An appealing final thought arises in relation to this incident. The adversaries of Christ were insidious, and it is almost certain that secret inquiries had been made into his early life and that the peculiar circumstances of his begettal had been uncovered. This would naturally suggest to the minds of his foes the possibility of illegitimacy. This “secret”, as they saw it, might be exploited to discredit the dangerous teachings of the man. It is possible, then, to see this whole incident as contrived by the Lord’s enemies. The woman was caught in the very act, but where was the man? Perhaps he was even one of the conspirators, who enticed and compromised a betrothed woman (Deut. 22:23,24) only as a pretense for his friends to confront Jesus.

So if Jesus had said, “Yes, let her be stoned”, the retort would have immediately come back: “Then what should be done with your mother?” — for Mary had been a betrothed virgin at the time of his conception (Matt. 1:18,19).

Other such base insinuations, in this very chapter, may be seen in the same light: “Where is thy father?” (John 8:19), and “WE be not born of fornication” [as some are!] (v. 41).

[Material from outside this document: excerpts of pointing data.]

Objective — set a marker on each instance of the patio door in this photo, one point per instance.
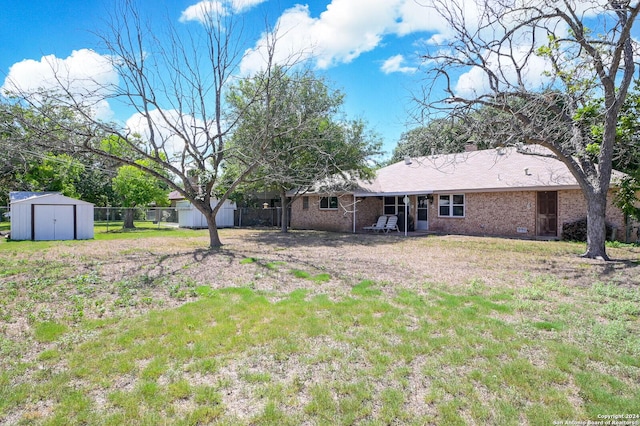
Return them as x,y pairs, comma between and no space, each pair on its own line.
53,222
548,214
423,220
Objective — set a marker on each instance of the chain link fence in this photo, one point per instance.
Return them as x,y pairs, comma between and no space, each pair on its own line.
4,214
253,216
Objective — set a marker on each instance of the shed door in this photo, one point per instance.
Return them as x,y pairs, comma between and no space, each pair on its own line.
548,213
53,222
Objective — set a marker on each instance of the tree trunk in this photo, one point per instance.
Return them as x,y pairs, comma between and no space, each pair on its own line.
214,238
128,219
284,215
596,228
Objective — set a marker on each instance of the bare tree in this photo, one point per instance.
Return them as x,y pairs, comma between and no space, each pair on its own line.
297,119
543,63
175,85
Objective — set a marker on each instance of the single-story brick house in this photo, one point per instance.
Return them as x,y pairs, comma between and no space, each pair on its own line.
499,192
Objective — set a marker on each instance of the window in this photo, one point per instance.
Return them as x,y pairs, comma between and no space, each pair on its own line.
394,205
328,203
451,205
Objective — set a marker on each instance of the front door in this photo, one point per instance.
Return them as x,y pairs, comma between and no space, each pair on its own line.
53,222
548,214
423,207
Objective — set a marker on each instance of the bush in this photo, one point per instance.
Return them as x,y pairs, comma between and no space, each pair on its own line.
577,230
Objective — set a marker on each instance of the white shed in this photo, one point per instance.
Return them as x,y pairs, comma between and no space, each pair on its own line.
51,216
190,217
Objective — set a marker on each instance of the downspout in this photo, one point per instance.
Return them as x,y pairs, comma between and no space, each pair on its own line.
354,212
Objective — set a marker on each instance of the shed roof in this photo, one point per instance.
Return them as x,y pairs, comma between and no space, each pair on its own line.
50,198
491,170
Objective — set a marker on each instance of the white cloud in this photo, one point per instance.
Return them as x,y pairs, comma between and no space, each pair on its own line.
344,31
85,74
394,64
199,11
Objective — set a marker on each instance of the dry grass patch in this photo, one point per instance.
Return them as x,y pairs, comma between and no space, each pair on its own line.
314,327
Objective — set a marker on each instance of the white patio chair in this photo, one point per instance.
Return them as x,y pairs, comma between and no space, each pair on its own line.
392,224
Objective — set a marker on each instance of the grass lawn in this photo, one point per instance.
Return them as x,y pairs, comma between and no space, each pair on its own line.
149,327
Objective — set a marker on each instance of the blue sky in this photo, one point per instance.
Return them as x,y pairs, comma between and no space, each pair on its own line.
369,47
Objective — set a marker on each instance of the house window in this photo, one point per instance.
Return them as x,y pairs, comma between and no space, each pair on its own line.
394,205
451,205
328,203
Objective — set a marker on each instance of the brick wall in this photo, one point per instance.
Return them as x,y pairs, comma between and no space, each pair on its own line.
490,213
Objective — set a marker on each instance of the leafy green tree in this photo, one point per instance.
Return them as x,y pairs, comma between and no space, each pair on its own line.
136,188
300,138
60,173
176,86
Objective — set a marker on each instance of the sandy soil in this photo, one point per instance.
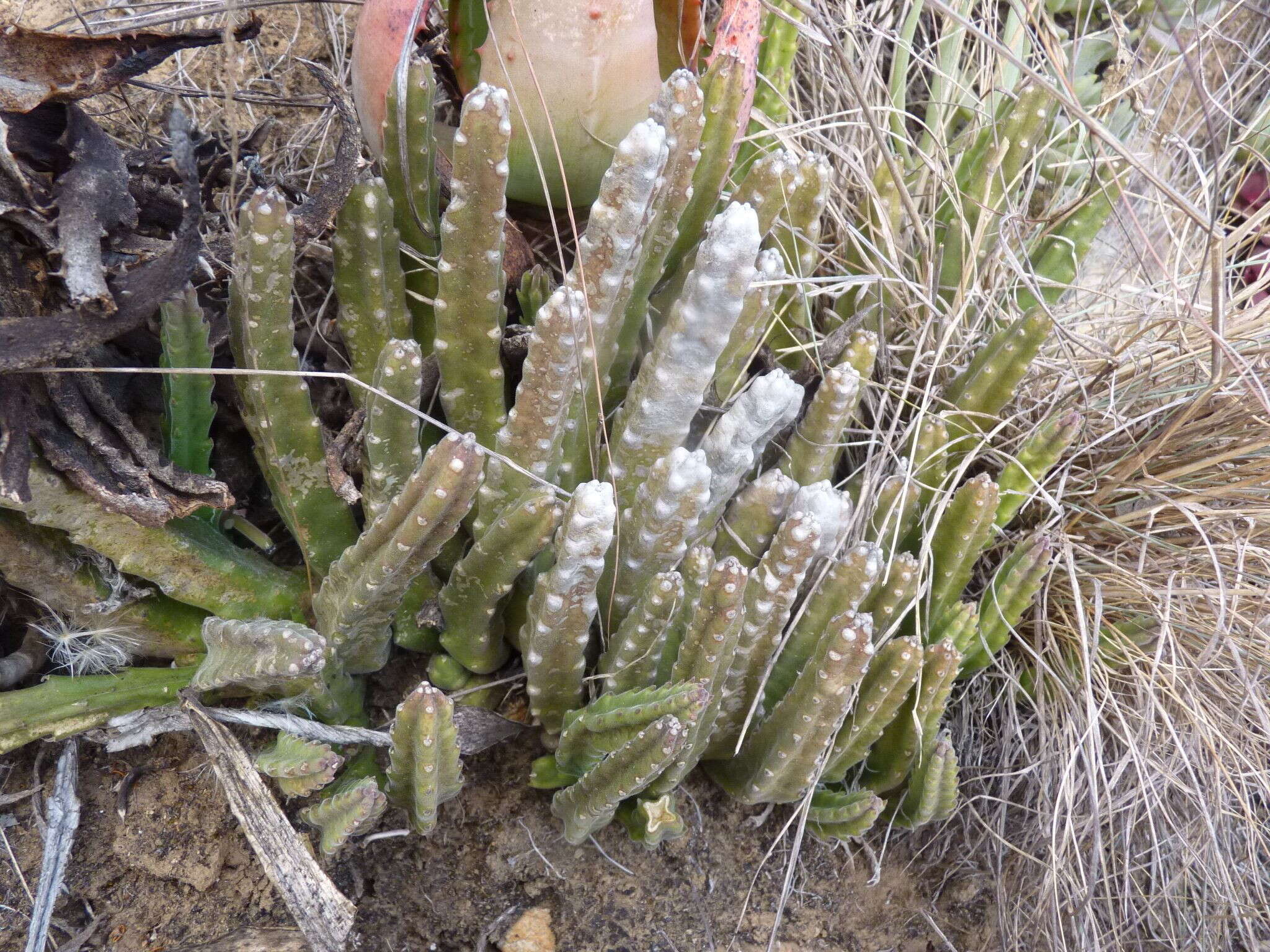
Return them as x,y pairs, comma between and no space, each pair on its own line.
177,871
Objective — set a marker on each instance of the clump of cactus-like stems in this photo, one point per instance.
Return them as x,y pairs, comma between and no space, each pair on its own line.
673,527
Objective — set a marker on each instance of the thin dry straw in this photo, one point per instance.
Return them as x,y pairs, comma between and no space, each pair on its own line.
323,375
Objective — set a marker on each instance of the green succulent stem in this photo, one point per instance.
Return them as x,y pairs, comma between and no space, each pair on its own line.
775,82
959,537
843,586
299,765
470,283
260,655
1013,591
42,563
911,738
726,116
391,432
409,167
634,650
1037,457
892,596
883,691
695,573
770,593
557,635
842,815
706,656
277,409
189,408
990,381
473,630
368,281
538,423
779,760
347,810
408,630
191,562
358,599
425,770
1059,255
931,791
611,721
591,804
64,706
813,452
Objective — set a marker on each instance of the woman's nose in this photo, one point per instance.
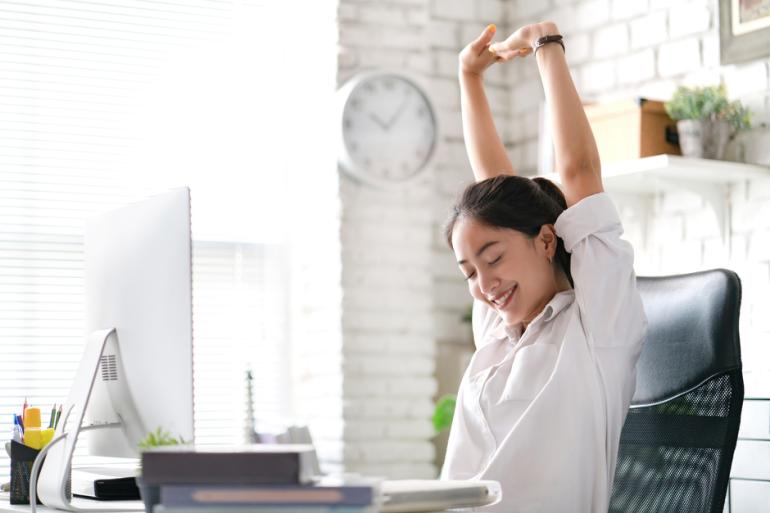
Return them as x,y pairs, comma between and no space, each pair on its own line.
487,284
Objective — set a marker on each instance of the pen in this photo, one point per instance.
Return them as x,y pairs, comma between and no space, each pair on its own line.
53,415
23,412
17,434
58,414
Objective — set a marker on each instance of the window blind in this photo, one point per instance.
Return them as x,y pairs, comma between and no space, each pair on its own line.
103,103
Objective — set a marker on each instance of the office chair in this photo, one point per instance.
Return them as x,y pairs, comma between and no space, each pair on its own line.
677,443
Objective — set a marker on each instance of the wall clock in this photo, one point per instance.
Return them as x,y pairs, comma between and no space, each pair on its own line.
389,129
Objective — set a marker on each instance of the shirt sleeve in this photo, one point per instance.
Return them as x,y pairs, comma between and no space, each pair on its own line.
602,266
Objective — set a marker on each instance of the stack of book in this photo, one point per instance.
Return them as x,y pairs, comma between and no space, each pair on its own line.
262,478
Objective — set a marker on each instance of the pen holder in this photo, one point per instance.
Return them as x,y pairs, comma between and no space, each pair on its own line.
22,459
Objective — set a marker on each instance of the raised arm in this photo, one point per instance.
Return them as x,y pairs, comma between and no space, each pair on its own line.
576,155
482,142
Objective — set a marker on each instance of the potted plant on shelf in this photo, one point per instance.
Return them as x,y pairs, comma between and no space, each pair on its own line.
706,120
150,494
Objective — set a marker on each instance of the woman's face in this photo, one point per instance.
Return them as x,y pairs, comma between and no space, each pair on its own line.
506,269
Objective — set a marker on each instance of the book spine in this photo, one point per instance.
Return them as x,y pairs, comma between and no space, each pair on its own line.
181,495
188,468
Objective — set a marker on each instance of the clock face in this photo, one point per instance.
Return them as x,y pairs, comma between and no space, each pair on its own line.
388,129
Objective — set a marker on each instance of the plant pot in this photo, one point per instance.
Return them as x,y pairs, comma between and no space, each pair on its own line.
150,494
702,138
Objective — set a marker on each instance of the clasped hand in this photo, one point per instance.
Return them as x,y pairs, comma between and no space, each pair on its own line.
481,53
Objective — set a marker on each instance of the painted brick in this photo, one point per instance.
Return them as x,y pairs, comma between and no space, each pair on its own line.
592,13
525,9
624,9
382,14
492,10
688,18
649,30
445,92
418,16
597,76
443,34
566,21
610,41
579,48
526,96
459,10
679,57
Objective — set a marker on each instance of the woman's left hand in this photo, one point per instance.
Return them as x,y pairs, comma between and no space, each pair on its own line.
520,43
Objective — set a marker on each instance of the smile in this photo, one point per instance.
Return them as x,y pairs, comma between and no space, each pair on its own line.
502,300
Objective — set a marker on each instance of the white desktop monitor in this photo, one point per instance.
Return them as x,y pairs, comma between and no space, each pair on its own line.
138,273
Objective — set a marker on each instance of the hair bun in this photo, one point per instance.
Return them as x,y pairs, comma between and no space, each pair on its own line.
551,190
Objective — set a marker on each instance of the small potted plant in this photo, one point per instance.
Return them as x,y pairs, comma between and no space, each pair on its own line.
706,120
150,494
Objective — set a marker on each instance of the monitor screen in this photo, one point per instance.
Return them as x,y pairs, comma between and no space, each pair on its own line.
139,281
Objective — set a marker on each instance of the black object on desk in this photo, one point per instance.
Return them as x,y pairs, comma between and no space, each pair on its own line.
22,459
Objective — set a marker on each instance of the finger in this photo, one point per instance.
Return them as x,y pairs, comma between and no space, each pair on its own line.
484,39
512,42
507,54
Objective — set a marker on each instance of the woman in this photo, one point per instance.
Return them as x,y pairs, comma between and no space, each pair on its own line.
557,319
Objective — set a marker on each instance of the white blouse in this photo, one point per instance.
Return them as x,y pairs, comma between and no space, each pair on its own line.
541,411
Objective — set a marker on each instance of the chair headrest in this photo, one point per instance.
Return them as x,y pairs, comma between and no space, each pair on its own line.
692,332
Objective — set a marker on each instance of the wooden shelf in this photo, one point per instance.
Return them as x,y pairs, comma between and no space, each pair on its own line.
645,177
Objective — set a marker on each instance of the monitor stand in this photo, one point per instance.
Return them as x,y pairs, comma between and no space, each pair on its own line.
55,475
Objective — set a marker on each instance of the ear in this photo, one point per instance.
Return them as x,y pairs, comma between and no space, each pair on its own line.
547,241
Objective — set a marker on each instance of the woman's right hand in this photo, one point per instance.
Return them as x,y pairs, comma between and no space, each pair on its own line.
476,57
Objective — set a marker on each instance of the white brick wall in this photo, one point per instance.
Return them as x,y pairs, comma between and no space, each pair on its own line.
400,294
647,48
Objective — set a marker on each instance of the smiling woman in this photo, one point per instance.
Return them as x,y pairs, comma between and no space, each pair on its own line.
557,321
486,252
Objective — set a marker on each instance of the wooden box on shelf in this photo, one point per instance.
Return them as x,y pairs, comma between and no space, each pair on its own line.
632,129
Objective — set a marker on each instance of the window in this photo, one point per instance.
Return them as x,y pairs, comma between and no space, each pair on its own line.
103,103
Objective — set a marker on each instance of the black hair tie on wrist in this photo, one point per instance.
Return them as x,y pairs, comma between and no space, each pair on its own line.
553,38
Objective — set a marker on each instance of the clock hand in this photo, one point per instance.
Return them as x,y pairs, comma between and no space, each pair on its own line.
380,122
398,112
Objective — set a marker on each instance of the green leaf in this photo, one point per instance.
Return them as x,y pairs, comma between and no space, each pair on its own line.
158,438
708,103
445,410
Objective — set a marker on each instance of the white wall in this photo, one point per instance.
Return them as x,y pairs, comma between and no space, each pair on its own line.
624,49
403,297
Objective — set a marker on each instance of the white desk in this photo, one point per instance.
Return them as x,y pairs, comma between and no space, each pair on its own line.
100,506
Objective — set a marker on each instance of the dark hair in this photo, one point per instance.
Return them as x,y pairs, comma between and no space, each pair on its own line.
515,202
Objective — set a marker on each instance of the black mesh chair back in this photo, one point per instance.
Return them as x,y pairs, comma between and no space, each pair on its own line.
677,443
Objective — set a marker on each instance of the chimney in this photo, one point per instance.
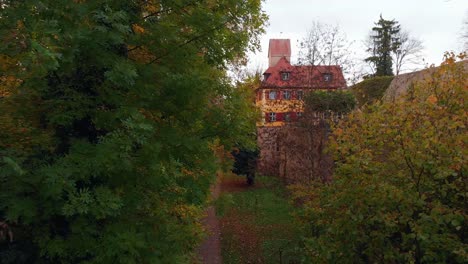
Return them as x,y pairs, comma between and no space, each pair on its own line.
277,49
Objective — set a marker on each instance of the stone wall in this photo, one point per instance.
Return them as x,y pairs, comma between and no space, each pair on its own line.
295,152
268,162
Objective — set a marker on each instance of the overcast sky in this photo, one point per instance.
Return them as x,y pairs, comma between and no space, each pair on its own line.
438,23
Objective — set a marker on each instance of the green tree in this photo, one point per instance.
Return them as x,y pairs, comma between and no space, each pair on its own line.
126,102
384,41
399,193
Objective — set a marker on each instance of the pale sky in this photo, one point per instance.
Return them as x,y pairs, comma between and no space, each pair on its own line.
438,23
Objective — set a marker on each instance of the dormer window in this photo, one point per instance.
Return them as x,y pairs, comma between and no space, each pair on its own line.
327,77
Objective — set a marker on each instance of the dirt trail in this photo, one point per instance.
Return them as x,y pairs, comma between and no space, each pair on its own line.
210,250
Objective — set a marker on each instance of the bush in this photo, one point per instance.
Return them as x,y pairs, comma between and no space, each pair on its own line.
371,90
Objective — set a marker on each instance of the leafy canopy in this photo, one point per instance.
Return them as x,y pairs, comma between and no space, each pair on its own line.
399,193
111,113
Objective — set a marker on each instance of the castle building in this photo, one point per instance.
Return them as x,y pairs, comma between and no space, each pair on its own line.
280,97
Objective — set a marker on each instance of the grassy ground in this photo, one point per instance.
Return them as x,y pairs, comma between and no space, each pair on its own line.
256,222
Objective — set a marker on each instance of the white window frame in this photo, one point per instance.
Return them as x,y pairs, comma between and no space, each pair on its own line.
301,93
272,116
274,93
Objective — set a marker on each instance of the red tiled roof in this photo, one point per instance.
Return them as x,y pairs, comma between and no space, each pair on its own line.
303,76
279,47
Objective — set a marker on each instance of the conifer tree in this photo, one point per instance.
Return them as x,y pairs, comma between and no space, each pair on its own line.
384,41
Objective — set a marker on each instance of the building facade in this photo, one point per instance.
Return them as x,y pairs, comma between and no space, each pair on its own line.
280,98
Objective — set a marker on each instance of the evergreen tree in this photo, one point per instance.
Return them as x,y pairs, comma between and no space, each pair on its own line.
113,111
384,41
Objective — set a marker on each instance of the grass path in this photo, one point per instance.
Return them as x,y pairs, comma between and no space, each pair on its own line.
256,222
209,251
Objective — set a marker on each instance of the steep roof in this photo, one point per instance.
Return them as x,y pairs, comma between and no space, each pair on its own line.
303,76
279,48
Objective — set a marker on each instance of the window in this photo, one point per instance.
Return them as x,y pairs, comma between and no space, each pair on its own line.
272,117
272,95
300,95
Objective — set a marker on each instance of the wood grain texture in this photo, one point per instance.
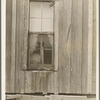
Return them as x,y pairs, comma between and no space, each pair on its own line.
25,35
28,82
84,46
8,44
90,35
64,46
56,97
18,45
12,88
94,47
76,46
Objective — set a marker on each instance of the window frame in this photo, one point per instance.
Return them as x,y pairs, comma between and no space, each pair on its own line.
25,62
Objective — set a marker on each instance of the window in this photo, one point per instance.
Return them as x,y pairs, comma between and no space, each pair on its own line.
41,36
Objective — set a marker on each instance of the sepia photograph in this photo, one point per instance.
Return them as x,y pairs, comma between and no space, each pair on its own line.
51,50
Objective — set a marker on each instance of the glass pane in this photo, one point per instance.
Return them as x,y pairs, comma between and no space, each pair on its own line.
47,25
47,56
48,41
47,10
35,25
48,47
35,9
34,49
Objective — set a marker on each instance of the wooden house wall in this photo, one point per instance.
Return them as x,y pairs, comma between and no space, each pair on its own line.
76,50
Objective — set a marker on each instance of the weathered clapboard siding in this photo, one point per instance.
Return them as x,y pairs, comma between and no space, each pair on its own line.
90,33
64,46
8,43
94,47
84,46
73,52
76,46
51,97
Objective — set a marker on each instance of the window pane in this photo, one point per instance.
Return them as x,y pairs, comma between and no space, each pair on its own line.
34,43
35,25
47,56
47,41
47,10
35,9
48,48
47,25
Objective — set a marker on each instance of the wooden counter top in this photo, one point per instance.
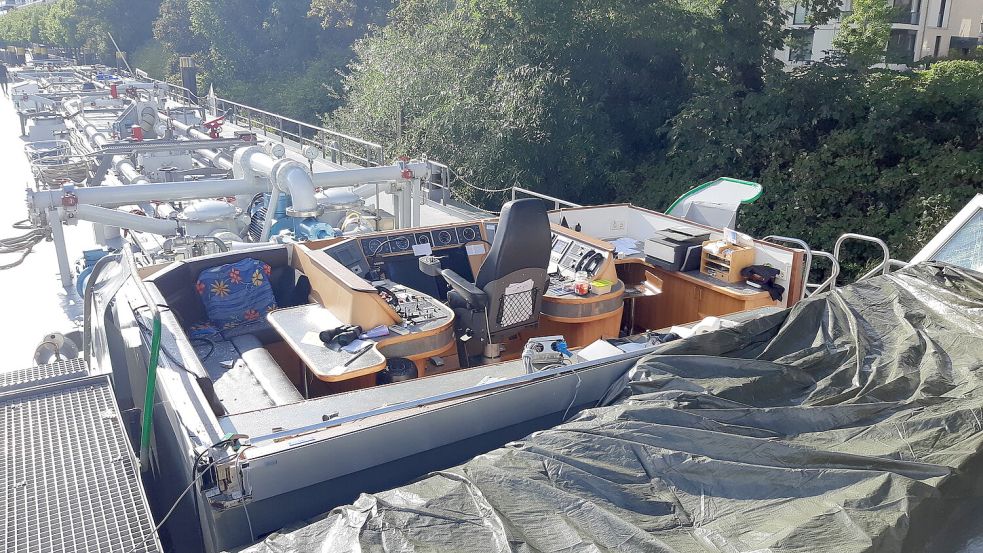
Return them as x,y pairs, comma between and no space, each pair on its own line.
738,291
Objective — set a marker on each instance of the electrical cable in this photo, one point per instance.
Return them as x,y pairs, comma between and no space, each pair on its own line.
576,392
194,479
210,343
23,244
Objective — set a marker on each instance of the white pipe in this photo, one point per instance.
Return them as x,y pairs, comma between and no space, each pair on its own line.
292,177
351,177
121,219
128,172
268,220
216,158
288,176
113,196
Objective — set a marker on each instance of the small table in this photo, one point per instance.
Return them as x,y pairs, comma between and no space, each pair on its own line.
299,326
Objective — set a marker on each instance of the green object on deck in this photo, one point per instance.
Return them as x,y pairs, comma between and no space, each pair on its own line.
148,400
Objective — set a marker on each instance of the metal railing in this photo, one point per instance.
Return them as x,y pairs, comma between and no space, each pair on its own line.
834,272
884,267
557,202
332,146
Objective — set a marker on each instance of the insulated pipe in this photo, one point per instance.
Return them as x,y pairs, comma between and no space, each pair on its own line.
288,176
292,177
128,172
113,196
217,159
116,218
351,177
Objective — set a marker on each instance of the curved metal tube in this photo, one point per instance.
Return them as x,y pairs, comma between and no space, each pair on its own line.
292,177
885,265
834,272
121,219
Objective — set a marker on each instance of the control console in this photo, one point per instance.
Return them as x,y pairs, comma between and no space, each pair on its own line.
413,307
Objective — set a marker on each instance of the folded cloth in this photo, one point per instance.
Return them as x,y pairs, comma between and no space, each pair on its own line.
236,293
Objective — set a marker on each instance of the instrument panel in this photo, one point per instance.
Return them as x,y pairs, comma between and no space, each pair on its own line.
400,243
569,256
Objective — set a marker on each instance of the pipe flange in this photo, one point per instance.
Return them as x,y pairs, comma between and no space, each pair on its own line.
291,212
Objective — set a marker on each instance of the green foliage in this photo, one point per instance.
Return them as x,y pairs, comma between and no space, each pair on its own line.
551,94
864,32
839,149
25,26
591,100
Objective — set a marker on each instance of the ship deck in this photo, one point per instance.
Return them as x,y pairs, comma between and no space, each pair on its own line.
70,479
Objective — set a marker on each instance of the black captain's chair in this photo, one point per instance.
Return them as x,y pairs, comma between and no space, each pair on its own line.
507,293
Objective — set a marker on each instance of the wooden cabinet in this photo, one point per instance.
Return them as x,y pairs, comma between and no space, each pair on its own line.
686,298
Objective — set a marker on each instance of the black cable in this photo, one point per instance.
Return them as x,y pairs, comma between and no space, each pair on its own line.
211,349
148,331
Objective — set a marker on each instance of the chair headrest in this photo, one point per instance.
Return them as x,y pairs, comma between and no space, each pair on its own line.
522,241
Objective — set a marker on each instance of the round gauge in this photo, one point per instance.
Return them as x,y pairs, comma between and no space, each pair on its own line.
374,246
401,243
468,234
388,296
444,237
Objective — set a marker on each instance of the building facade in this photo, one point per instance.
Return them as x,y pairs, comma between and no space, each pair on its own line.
920,29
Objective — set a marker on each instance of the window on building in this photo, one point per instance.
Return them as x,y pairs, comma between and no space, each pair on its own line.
800,15
901,46
800,45
962,46
906,12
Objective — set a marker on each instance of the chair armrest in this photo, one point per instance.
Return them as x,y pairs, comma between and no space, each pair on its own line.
474,295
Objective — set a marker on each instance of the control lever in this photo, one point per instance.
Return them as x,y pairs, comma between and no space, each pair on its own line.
430,265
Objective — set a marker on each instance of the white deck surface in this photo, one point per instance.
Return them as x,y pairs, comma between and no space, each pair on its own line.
32,301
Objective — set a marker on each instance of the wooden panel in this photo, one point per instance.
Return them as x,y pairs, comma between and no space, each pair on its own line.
685,299
348,297
577,334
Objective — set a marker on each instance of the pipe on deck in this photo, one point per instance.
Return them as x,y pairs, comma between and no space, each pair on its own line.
121,219
114,196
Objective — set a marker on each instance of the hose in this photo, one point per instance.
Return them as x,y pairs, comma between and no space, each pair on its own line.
23,244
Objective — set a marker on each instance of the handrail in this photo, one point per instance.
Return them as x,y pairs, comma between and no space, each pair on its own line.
807,266
885,265
333,146
557,202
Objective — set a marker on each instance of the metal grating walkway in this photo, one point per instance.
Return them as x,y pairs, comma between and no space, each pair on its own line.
69,479
42,374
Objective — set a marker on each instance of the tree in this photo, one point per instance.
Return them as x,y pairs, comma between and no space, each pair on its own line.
863,33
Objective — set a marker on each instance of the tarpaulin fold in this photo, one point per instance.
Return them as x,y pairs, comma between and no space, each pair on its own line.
849,423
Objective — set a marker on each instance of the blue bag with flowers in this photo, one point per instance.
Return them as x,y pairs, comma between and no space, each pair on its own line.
237,293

Let us leave this account then with this final point for meditation. When we are hasty in seeking out “stones” to cast at our brethren, let us remember that many men have been unjustly accused, and that appearances are often deceiving! (Christ himself died as a “criminal”!) How childishly wrong we can be in our blusterings against the “sins” of others, when we cannot possibly know all the attendant facts. Better to leave such matters to the One who is without sin, the One who can and will judge perfectly when the time comes, and from whose eyes no sin whether open or secret can be hid.